Given the lack of effective safeguards for detainees in Mexico, a set of government proposals to fight crime promised only to complicate human rights problems. Faced with a growing incidence of common crime, President Ernesto Zedillo sent several newanti-crime proposals to the Senate in December 1997, arguing essentially that human rights guarantees constituted a straitjacket in the fight against increasingly sophisticated crime. Among the most questionable proposed reforms were changes in the requirements for obtaining an arrest warrant and for a judge to jail a suspect. If ultimately approved, the reforms would make it much easier for police and judges to act on weaker evidence—a serious problem in a country noted for illegal arrests, fabrication of evidence, and an ineffective system of public defenders.

Mexico’s armed forces continued to engage in abusive practices in fighting insurgency and common crime. In retaliation after a soldier’s weapon was stolen in Jalisco state, elite soldiers, some trained in the United States, arbitrary detained and tortured some twenty people between December 14 and 15, 1997. One of the victims was killed. The soldiers, from the Mobile Air Special Forces Groups (Grupos Aeromóviles de Fuerzas Especiales, GAFE), planned the attack in advance and tortured the victims at the military base.
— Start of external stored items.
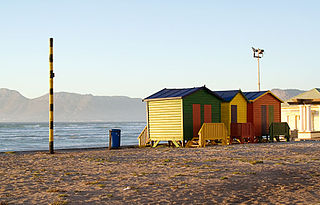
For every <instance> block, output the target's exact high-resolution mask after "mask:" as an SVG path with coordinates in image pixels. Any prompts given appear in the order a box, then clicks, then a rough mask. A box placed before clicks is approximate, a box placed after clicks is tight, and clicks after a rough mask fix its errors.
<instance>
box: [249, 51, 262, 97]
mask: <svg viewBox="0 0 320 205" xmlns="http://www.w3.org/2000/svg"><path fill="white" fill-rule="evenodd" d="M252 50H253V57H254V58H257V59H258V89H259V91H260V64H259V58H262V57H263V52H264V50H263V49H260V48H258V49H255V48H254V47H252Z"/></svg>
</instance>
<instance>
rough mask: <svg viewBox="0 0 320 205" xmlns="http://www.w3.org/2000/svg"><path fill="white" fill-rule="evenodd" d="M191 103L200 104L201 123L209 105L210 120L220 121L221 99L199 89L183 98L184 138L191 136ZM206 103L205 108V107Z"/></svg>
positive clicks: (203, 118)
mask: <svg viewBox="0 0 320 205" xmlns="http://www.w3.org/2000/svg"><path fill="white" fill-rule="evenodd" d="M193 104H200V107H201V116H200V117H201V124H202V123H203V122H204V121H205V117H204V115H205V113H206V115H207V114H208V113H207V109H208V106H209V105H211V122H213V123H217V122H221V100H220V99H218V98H217V97H215V96H214V95H212V94H211V93H208V92H207V91H206V90H199V91H197V92H195V93H193V94H191V95H189V96H186V97H185V98H184V99H183V135H184V139H185V140H191V139H192V137H193V130H194V129H193V110H192V108H193ZM205 105H206V108H205Z"/></svg>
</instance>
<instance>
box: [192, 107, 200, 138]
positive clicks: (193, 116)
mask: <svg viewBox="0 0 320 205" xmlns="http://www.w3.org/2000/svg"><path fill="white" fill-rule="evenodd" d="M192 116H193V136H194V137H195V136H198V132H199V130H200V127H201V107H200V104H193V105H192Z"/></svg>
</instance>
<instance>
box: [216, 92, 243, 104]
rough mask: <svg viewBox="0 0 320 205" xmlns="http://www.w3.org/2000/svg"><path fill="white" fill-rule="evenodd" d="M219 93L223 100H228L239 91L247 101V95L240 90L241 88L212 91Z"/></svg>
mask: <svg viewBox="0 0 320 205" xmlns="http://www.w3.org/2000/svg"><path fill="white" fill-rule="evenodd" d="M214 92H215V93H217V95H219V96H220V97H221V98H222V99H223V101H225V102H230V101H231V100H232V99H233V98H234V97H235V96H236V95H237V94H238V93H241V94H242V95H243V97H244V98H245V99H246V100H247V101H248V99H247V97H246V96H245V95H244V94H243V93H242V92H241V90H225V91H214Z"/></svg>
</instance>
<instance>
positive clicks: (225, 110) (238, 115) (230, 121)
mask: <svg viewBox="0 0 320 205" xmlns="http://www.w3.org/2000/svg"><path fill="white" fill-rule="evenodd" d="M231 105H236V106H237V122H238V123H246V122H247V106H248V105H247V100H246V99H245V98H244V97H243V95H242V94H241V93H238V94H237V95H236V96H235V97H234V98H233V99H232V100H231V101H230V102H223V103H222V104H221V122H223V123H224V124H225V125H226V128H227V133H228V135H230V125H231Z"/></svg>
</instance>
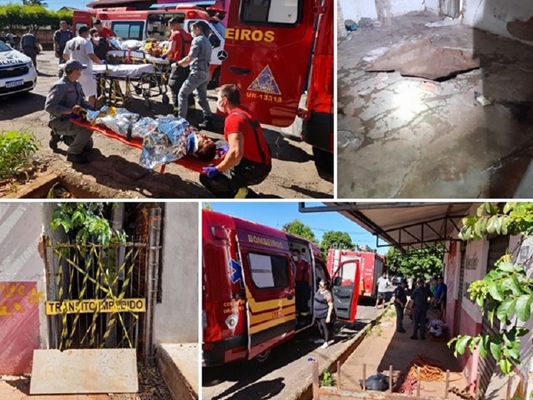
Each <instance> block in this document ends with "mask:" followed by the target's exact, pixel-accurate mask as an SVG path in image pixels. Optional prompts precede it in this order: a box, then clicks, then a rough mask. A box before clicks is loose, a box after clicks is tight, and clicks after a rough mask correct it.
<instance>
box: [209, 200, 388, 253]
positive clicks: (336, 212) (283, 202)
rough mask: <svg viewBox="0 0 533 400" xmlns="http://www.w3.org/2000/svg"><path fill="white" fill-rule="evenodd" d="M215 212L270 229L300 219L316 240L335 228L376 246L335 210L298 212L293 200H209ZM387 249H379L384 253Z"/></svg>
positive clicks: (366, 233) (357, 226)
mask: <svg viewBox="0 0 533 400" xmlns="http://www.w3.org/2000/svg"><path fill="white" fill-rule="evenodd" d="M209 204H210V206H211V208H212V209H213V210H215V211H219V212H222V213H224V214H230V215H234V216H237V217H241V218H244V219H247V220H250V221H253V222H257V223H260V224H263V225H267V226H271V227H273V228H277V229H281V228H282V227H283V225H284V224H286V223H287V222H290V221H293V220H295V219H299V220H300V221H302V222H303V223H304V224H305V225H307V226H309V227H310V228H311V229H312V230H313V232H314V234H315V237H316V238H317V239H318V240H321V239H322V235H323V234H324V232H325V231H329V230H335V231H342V232H346V233H348V234H349V235H350V237H351V238H352V242H354V243H357V244H359V245H367V246H370V247H371V248H373V249H374V248H375V247H376V239H375V237H374V236H372V235H371V234H370V233H368V232H367V231H366V230H364V229H363V228H361V227H360V226H359V225H357V224H356V223H354V222H352V221H350V220H349V219H348V218H346V217H344V216H342V215H341V214H339V213H338V212H319V213H300V212H299V211H298V203H296V202H291V203H288V202H270V203H262V202H261V203H256V202H253V203H243V202H238V203H236V202H231V203H218V202H217V203H209ZM306 206H315V207H316V206H323V204H322V203H307V202H306ZM386 251H387V248H385V247H382V248H380V249H378V253H380V254H384V253H385V252H386Z"/></svg>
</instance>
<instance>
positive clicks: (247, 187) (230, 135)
mask: <svg viewBox="0 0 533 400" xmlns="http://www.w3.org/2000/svg"><path fill="white" fill-rule="evenodd" d="M180 93H181V92H180ZM240 99H241V97H240V91H239V88H238V87H237V86H236V85H232V84H227V85H223V86H221V87H220V88H219V90H218V94H217V108H218V110H219V111H221V112H223V113H226V114H227V116H226V120H225V121H224V139H225V140H226V141H227V142H228V146H227V152H226V154H225V156H224V159H223V160H222V161H221V162H220V163H219V164H218V165H216V166H209V167H205V168H203V171H204V173H205V174H201V175H200V182H201V183H202V185H204V186H205V187H206V188H207V189H208V190H209V191H210V192H211V193H213V194H214V195H215V196H216V197H234V198H246V197H247V196H248V195H249V192H250V190H249V189H248V186H251V185H258V184H260V183H261V182H263V181H264V180H265V179H266V178H267V176H268V174H269V173H270V171H271V169H272V161H271V156H270V148H269V147H268V143H267V141H266V139H265V136H264V135H263V130H262V128H261V125H260V124H259V122H257V121H256V120H255V119H254V117H253V115H252V113H251V112H250V111H249V110H247V109H246V108H245V107H243V106H242V105H241V100H240Z"/></svg>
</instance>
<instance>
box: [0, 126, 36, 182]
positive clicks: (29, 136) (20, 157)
mask: <svg viewBox="0 0 533 400" xmlns="http://www.w3.org/2000/svg"><path fill="white" fill-rule="evenodd" d="M37 148H38V146H37V140H36V139H35V137H33V135H31V134H29V133H24V132H21V131H3V132H0V180H5V179H9V178H14V177H16V176H18V175H20V174H22V173H23V174H25V175H26V176H27V172H26V171H27V170H28V169H30V167H31V166H32V159H31V157H32V156H33V154H35V152H36V151H37Z"/></svg>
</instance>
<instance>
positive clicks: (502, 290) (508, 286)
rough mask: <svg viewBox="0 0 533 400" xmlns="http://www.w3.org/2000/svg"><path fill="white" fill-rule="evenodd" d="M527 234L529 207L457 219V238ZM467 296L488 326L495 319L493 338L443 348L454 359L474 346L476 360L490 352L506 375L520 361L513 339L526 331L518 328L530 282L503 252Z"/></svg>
mask: <svg viewBox="0 0 533 400" xmlns="http://www.w3.org/2000/svg"><path fill="white" fill-rule="evenodd" d="M532 233H533V203H507V204H505V206H504V207H503V208H500V207H498V206H497V205H494V204H490V203H486V204H483V205H481V206H480V207H479V208H478V209H477V213H476V215H475V216H468V217H466V218H464V219H463V227H462V229H461V232H460V234H459V238H460V239H462V240H478V239H482V238H484V237H485V236H487V235H490V234H497V235H518V234H521V235H524V236H530V235H531V234H532ZM468 293H469V295H470V299H471V300H472V301H474V302H475V303H476V304H477V305H478V306H479V307H480V308H481V312H482V314H483V315H486V316H487V317H488V320H489V322H490V323H491V325H493V326H494V317H496V318H498V319H499V320H500V321H501V322H502V323H503V324H504V327H503V329H501V331H500V333H497V334H494V335H481V334H480V335H477V336H469V335H459V336H457V337H455V338H453V339H452V340H450V342H449V343H448V346H450V347H451V346H454V350H455V354H456V355H457V354H464V352H465V351H466V349H467V348H469V349H470V351H474V350H475V349H476V348H478V349H479V354H480V355H481V356H482V357H487V356H488V354H489V352H490V354H491V355H492V357H494V359H495V360H496V362H497V363H498V366H499V368H500V370H501V372H502V373H503V374H505V375H510V374H512V373H513V371H514V367H516V366H519V365H520V363H521V361H520V351H519V345H520V340H519V339H518V338H520V337H522V336H524V335H526V334H527V333H529V329H527V328H524V327H521V326H518V325H523V324H524V323H526V322H528V321H529V319H530V318H531V305H532V303H533V279H529V278H527V275H526V271H525V268H524V267H523V266H522V265H517V264H513V263H512V262H511V255H510V254H506V255H504V256H503V257H501V258H500V259H499V260H498V261H497V263H496V268H495V269H493V270H491V271H490V272H489V273H488V274H487V275H486V276H485V277H484V278H483V279H481V280H478V281H474V282H472V283H471V284H470V286H469V288H468Z"/></svg>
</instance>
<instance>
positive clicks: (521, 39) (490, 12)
mask: <svg viewBox="0 0 533 400" xmlns="http://www.w3.org/2000/svg"><path fill="white" fill-rule="evenodd" d="M463 9H464V19H463V23H465V24H467V25H470V26H474V27H476V28H479V29H483V30H485V31H488V32H491V33H495V34H497V35H500V36H504V37H508V38H512V39H516V40H520V41H522V42H526V43H529V44H533V1H530V0H464V5H463Z"/></svg>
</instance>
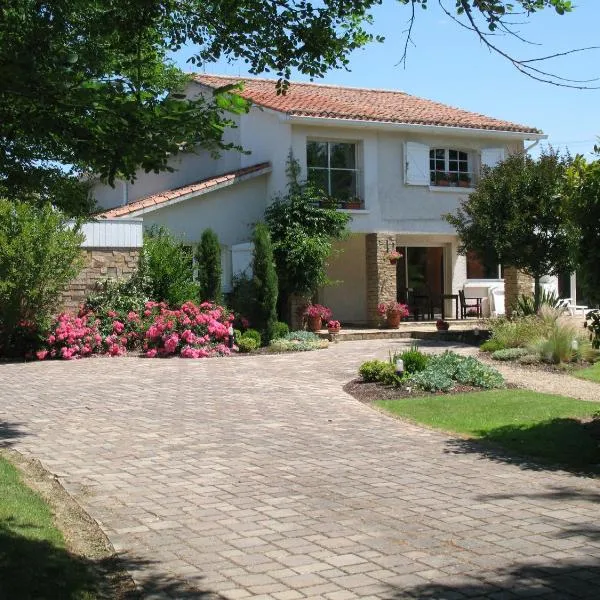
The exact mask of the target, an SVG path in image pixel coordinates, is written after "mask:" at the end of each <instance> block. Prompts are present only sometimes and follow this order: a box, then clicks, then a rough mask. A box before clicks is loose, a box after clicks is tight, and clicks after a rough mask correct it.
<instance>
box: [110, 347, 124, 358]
mask: <svg viewBox="0 0 600 600" xmlns="http://www.w3.org/2000/svg"><path fill="white" fill-rule="evenodd" d="M108 353H109V354H110V355H111V356H119V355H120V354H122V349H121V346H119V344H111V345H110V346H109V348H108Z"/></svg>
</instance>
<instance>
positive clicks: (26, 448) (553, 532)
mask: <svg viewBox="0 0 600 600" xmlns="http://www.w3.org/2000/svg"><path fill="white" fill-rule="evenodd" d="M399 344H400V343H399V342H396V343H393V342H387V341H369V342H346V343H342V344H337V345H336V346H335V347H332V348H330V349H328V350H324V351H320V352H312V353H306V354H301V355H280V356H260V357H239V358H233V359H214V360H206V361H185V360H177V359H175V360H164V361H160V360H143V359H137V358H123V359H97V360H84V361H78V362H68V363H65V362H52V363H34V364H8V365H0V382H1V384H2V385H1V387H0V427H2V429H1V430H0V436H2V437H4V443H12V444H13V445H14V447H15V448H16V449H18V450H20V451H22V452H25V453H28V454H32V455H35V456H37V457H38V458H40V459H41V461H42V462H43V464H44V465H45V466H46V467H47V468H48V469H49V470H51V471H52V472H53V473H55V474H57V476H58V477H59V478H60V480H61V481H62V482H63V483H64V485H65V486H66V487H67V489H68V490H69V491H70V492H71V493H72V494H73V495H74V496H75V497H76V498H77V499H78V500H79V502H80V503H81V504H82V505H83V506H84V507H85V508H86V510H87V511H88V512H89V513H90V514H91V515H92V516H93V517H94V518H95V519H97V520H98V521H99V523H100V524H101V525H102V527H103V529H104V531H105V532H106V533H107V535H108V536H109V538H110V540H111V541H112V542H113V544H114V546H115V547H116V548H117V550H119V551H121V552H123V553H124V556H125V557H126V560H127V561H128V567H129V569H130V570H131V572H132V573H133V574H134V576H135V577H136V579H137V580H138V581H139V582H141V583H142V584H143V585H145V586H146V588H145V589H146V597H154V592H152V591H151V590H162V594H157V597H158V596H162V595H164V594H168V595H170V596H172V597H184V596H185V597H192V598H209V597H210V598H212V597H213V594H214V597H219V596H218V594H222V597H225V598H232V599H233V598H254V599H255V600H256V599H263V598H272V599H278V600H292V599H294V598H306V597H310V598H326V599H328V600H336V599H337V600H342V599H346V598H365V599H366V598H405V597H417V598H423V597H435V598H463V597H471V598H472V597H485V598H512V597H517V596H518V597H520V596H526V595H527V596H536V597H537V596H542V597H547V598H563V597H564V598H572V597H577V598H583V597H590V598H598V597H599V596H600V591H599V590H600V587H599V586H600V561H599V556H600V527H598V526H597V523H598V519H599V516H600V511H599V510H598V503H599V501H600V486H599V485H598V482H597V480H596V481H595V480H592V479H586V478H578V477H576V476H574V475H569V474H566V473H563V472H558V471H551V470H546V469H538V468H536V466H535V465H531V464H526V463H518V462H513V463H511V462H510V460H509V459H507V458H503V457H502V456H493V455H489V454H488V455H485V453H484V452H483V451H481V450H480V449H479V448H478V447H477V446H476V445H474V444H470V443H467V442H464V441H459V440H453V439H451V438H449V437H448V436H445V435H443V434H440V433H436V432H432V431H428V430H425V429H421V428H418V427H415V426H411V425H408V424H405V423H402V422H400V421H396V420H394V419H392V418H390V417H388V416H385V415H383V414H380V413H378V412H376V411H375V410H373V409H372V408H370V407H368V406H365V405H363V404H361V403H359V402H357V401H356V400H354V399H353V398H351V397H349V396H347V395H346V394H345V393H344V392H343V391H342V390H341V384H342V383H343V382H345V381H347V380H349V379H351V378H352V377H353V376H354V373H355V372H356V367H357V365H358V364H359V363H360V362H361V361H362V360H365V359H367V358H369V357H372V356H373V355H374V354H378V355H379V356H387V352H388V349H389V348H392V347H396V346H398V345H399ZM2 431H3V433H2ZM189 585H193V586H195V588H196V591H191V592H189V594H187V595H186V586H189Z"/></svg>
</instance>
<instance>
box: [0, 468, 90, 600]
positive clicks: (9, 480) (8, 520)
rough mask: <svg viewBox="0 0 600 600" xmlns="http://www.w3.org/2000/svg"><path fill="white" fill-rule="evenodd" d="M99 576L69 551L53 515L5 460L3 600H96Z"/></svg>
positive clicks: (2, 558) (1, 479)
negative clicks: (6, 598)
mask: <svg viewBox="0 0 600 600" xmlns="http://www.w3.org/2000/svg"><path fill="white" fill-rule="evenodd" d="M95 587H96V586H95V581H94V576H93V574H92V573H91V572H90V569H89V568H88V565H87V564H86V562H85V560H84V559H81V558H79V557H77V556H75V555H73V554H71V553H70V552H68V550H67V549H66V547H65V540H64V538H63V535H62V533H61V532H60V531H59V530H58V529H57V528H56V527H55V526H54V524H53V519H52V512H51V510H50V508H49V507H48V505H47V504H46V503H45V502H44V501H43V500H42V498H41V497H40V496H38V494H36V493H35V492H34V491H32V490H31V489H29V488H28V487H27V486H26V485H25V484H24V483H23V482H22V480H21V476H20V474H19V472H18V471H17V469H16V468H15V467H14V466H13V465H12V464H11V463H10V462H8V461H7V460H5V459H4V458H3V457H0V598H15V599H16V598H19V599H20V600H27V599H30V598H31V599H33V598H44V599H45V600H54V599H56V600H58V599H65V598H68V599H69V600H91V599H92V598H96V593H95Z"/></svg>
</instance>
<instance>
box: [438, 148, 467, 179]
mask: <svg viewBox="0 0 600 600" xmlns="http://www.w3.org/2000/svg"><path fill="white" fill-rule="evenodd" d="M429 177H430V182H431V185H451V186H460V187H470V186H471V182H472V181H473V171H472V169H471V160H470V157H469V153H468V152H464V151H462V150H455V149H452V148H431V150H429Z"/></svg>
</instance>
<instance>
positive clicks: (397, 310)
mask: <svg viewBox="0 0 600 600" xmlns="http://www.w3.org/2000/svg"><path fill="white" fill-rule="evenodd" d="M377 312H378V313H379V314H380V315H381V316H382V317H385V318H386V324H387V326H388V327H389V328H390V329H396V328H397V327H398V326H399V325H400V321H402V319H403V318H404V317H407V316H408V314H409V310H408V306H407V305H406V304H400V302H393V301H392V302H382V303H381V304H379V306H378V307H377Z"/></svg>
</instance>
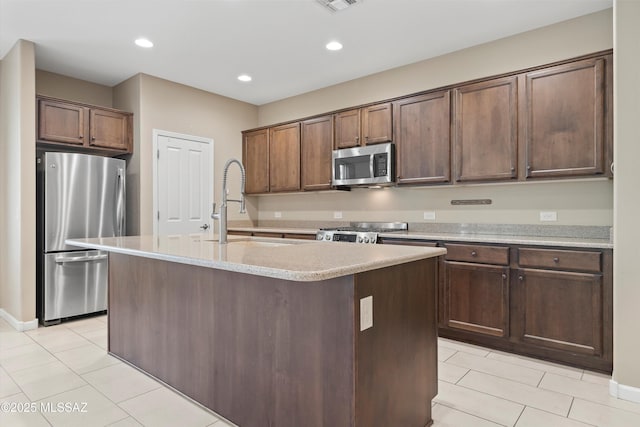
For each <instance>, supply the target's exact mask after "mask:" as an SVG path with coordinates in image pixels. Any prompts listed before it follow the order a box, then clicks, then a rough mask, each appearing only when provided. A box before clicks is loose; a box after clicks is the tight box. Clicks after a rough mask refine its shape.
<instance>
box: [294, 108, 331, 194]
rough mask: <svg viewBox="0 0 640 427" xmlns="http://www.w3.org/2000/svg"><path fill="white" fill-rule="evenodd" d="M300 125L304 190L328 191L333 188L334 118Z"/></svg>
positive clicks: (314, 118)
mask: <svg viewBox="0 0 640 427" xmlns="http://www.w3.org/2000/svg"><path fill="white" fill-rule="evenodd" d="M300 125H301V131H300V132H301V138H300V151H301V158H300V169H301V173H302V178H301V179H302V183H301V185H302V190H305V191H316V190H328V189H330V188H331V152H332V150H333V116H331V115H328V116H322V117H317V118H314V119H309V120H305V121H303V122H302V123H301V124H300Z"/></svg>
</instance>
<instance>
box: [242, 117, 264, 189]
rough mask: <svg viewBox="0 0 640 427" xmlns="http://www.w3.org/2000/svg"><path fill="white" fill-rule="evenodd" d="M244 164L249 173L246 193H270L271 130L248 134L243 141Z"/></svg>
mask: <svg viewBox="0 0 640 427" xmlns="http://www.w3.org/2000/svg"><path fill="white" fill-rule="evenodd" d="M242 163H243V164H244V167H245V169H246V172H247V181H246V183H245V192H246V193H247V194H259V193H268V192H269V129H262V130H257V131H253V132H247V133H245V134H244V136H243V141H242Z"/></svg>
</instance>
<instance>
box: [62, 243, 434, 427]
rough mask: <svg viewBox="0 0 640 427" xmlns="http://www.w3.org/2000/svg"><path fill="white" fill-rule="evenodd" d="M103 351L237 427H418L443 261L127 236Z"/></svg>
mask: <svg viewBox="0 0 640 427" xmlns="http://www.w3.org/2000/svg"><path fill="white" fill-rule="evenodd" d="M69 243H72V244H73V245H76V246H82V247H90V248H97V249H102V250H107V251H109V252H110V254H109V352H110V353H112V354H114V355H116V356H117V357H119V358H121V359H123V360H125V361H127V362H129V363H130V364H132V365H134V366H136V367H138V368H139V369H141V370H143V371H145V372H147V373H149V374H150V375H152V376H154V377H156V378H158V379H160V380H161V381H163V382H165V383H167V384H168V385H170V386H172V387H174V388H175V389H177V390H178V391H180V392H182V393H183V394H185V395H187V396H189V397H190V398H192V399H194V400H195V401H197V402H199V403H200V404H202V405H204V406H206V407H208V408H210V409H212V410H213V411H215V412H216V413H218V414H220V415H222V416H224V417H225V418H227V419H229V420H230V421H232V422H234V423H236V424H237V425H239V426H242V427H252V426H279V427H289V426H290V427H294V426H329V425H330V426H367V427H369V426H389V425H401V426H409V427H410V426H416V427H422V426H427V425H430V424H431V423H432V420H431V400H432V399H433V397H434V396H435V395H436V393H437V355H436V352H437V342H436V285H437V264H438V263H437V261H438V257H439V256H441V255H443V254H444V253H445V250H444V249H441V248H417V247H402V246H385V245H359V244H350V243H322V242H305V241H295V240H286V239H284V240H283V239H277V240H275V239H256V238H230V241H229V243H228V244H226V245H219V244H218V243H217V242H215V241H211V239H207V238H205V236H203V237H193V236H179V237H172V238H169V237H158V236H130V237H115V238H99V239H86V240H73V241H69Z"/></svg>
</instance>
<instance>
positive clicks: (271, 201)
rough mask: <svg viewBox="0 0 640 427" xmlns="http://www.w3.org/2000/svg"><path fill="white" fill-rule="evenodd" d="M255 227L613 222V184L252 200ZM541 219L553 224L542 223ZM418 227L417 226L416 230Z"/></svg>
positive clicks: (576, 185) (409, 192) (536, 183)
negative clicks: (345, 224) (399, 223)
mask: <svg viewBox="0 0 640 427" xmlns="http://www.w3.org/2000/svg"><path fill="white" fill-rule="evenodd" d="M250 199H251V203H252V204H253V205H254V206H255V210H254V212H253V213H252V215H251V218H250V221H251V222H252V223H253V225H259V226H267V224H273V223H279V222H283V221H284V222H294V223H296V222H310V223H314V224H325V223H326V224H335V223H336V222H338V223H340V222H344V223H348V222H350V221H402V222H409V223H413V224H418V225H421V226H424V227H426V226H428V225H429V224H502V225H504V224H529V225H545V226H552V227H557V226H600V227H606V228H607V229H608V227H611V226H612V224H613V185H612V180H608V179H595V180H593V179H592V180H581V181H578V180H576V181H569V182H558V181H555V182H550V181H548V182H535V183H514V184H480V185H464V186H434V187H415V188H385V189H368V188H358V189H354V190H352V191H330V192H313V193H294V194H275V195H273V194H272V195H266V196H252V197H250ZM477 199H486V200H491V204H488V205H452V204H451V201H452V200H477ZM541 218H547V219H549V218H550V219H554V218H555V221H542V220H541ZM414 228H415V227H414Z"/></svg>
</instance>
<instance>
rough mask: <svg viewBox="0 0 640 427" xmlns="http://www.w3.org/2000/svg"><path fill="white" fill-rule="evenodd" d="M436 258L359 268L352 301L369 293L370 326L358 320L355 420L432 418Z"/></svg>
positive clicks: (390, 424)
mask: <svg viewBox="0 0 640 427" xmlns="http://www.w3.org/2000/svg"><path fill="white" fill-rule="evenodd" d="M437 261H438V259H437V258H430V259H426V260H421V261H415V262H411V263H407V264H401V265H397V266H393V267H387V268H382V269H379V270H372V271H368V272H364V273H359V274H357V275H356V276H355V283H356V287H355V291H356V294H355V295H356V301H359V300H360V299H361V298H365V297H368V296H373V327H371V328H369V329H366V330H364V331H361V332H359V333H358V332H357V331H359V330H360V305H359V303H357V304H356V307H355V311H356V312H355V313H354V314H355V323H356V334H357V338H356V361H357V362H356V371H357V372H356V376H357V382H356V424H357V425H358V426H381V427H382V426H385V427H386V426H407V427H423V426H428V425H431V424H432V422H433V421H432V418H431V400H432V399H433V398H434V397H435V395H436V394H437V392H438V391H437V390H438V389H437V387H438V361H437V323H436V304H437V302H436V301H437V300H436V284H437Z"/></svg>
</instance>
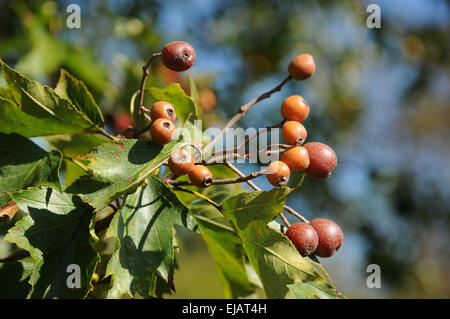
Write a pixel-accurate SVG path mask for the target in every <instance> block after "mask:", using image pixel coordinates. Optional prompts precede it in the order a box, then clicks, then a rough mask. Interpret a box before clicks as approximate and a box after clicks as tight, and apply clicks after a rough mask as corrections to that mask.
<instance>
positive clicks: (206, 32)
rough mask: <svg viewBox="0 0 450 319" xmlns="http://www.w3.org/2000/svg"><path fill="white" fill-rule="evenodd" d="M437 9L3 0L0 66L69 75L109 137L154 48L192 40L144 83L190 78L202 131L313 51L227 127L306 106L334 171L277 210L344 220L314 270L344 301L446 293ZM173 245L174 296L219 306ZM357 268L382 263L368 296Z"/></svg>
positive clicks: (419, 4) (24, 72) (447, 5)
They were arrested but faced trial in military, not civilian, court. On June 7, soldiers engaged in an alleged armed confrontation with an offshoot of the leftist Popular Revolutionary Army (Ejército Popular Revolucionario, EPR) calling itself the Popular Revolutionary Army of the Insurgent People (Ejército Popular Revolucionario del Pueblo Insurgente, ERPI). According to PRODH, which, investigated the clash in El Charco, Guerrero state, the army appeared to have extrajudicially executed some of the eleven people killed. The official investigation into the incident was plagued by irregularities, PRODH reported.

As in past years, independent labor activists and journalists came under government pressure during 1998. In part, the government’s system of labor tribunals limited freedom of association, as happened in the Baja California union struggle within Han Young, a factory that assembles truck trailer chassis for Hyundai. In a report on the incident issued in April under the authority of the North American Free Trade Agreement (NAFTA), the U.S. Department of Labor determined that the state labor tribunal had engaged in manipulation to favor the pro-government union. The department found, “It is apparent that independent unions can experience difficulty in obtaining registration and collective bargaining rights.” Other labor rights violations included widespread sex discrimination in export-processing factories and the government’s failure to address the problem ( see Women’s Human Rights section).

At least one journalist was killed in retaliation for his work during the year, and others were threatened, physically attacked, prevented from doing their jobs, or questioned by immigration authorities. Luis Mario García Rodríguez, a reporter for the Mexico City daily La Tarde , was shot to death on February 12; he had reported on corruption in the federal attorney general’s office. Jesús Blancornelas, editor of the Tijuana, Baja California weekly Zeta , was luckier. He survived a shooting attack on November 27, 1997. According to the New York-based Committee to Protect Journalists (CPJ), reporters covering insurgencies in Chiapas and Guerrero states suffered restricted access to the scenes of clashes. CPJ also complained to President Zedillo of broad restrictions placed on reporters, writing in a July letter, “We have received a number of complaints from journalists in the Untied States who have requested visas at Mexican consulates. According to journalists’ reports, consular officials questioned them about who they planned to interview and what they planned to write about. Often their visas are held up for weeks.”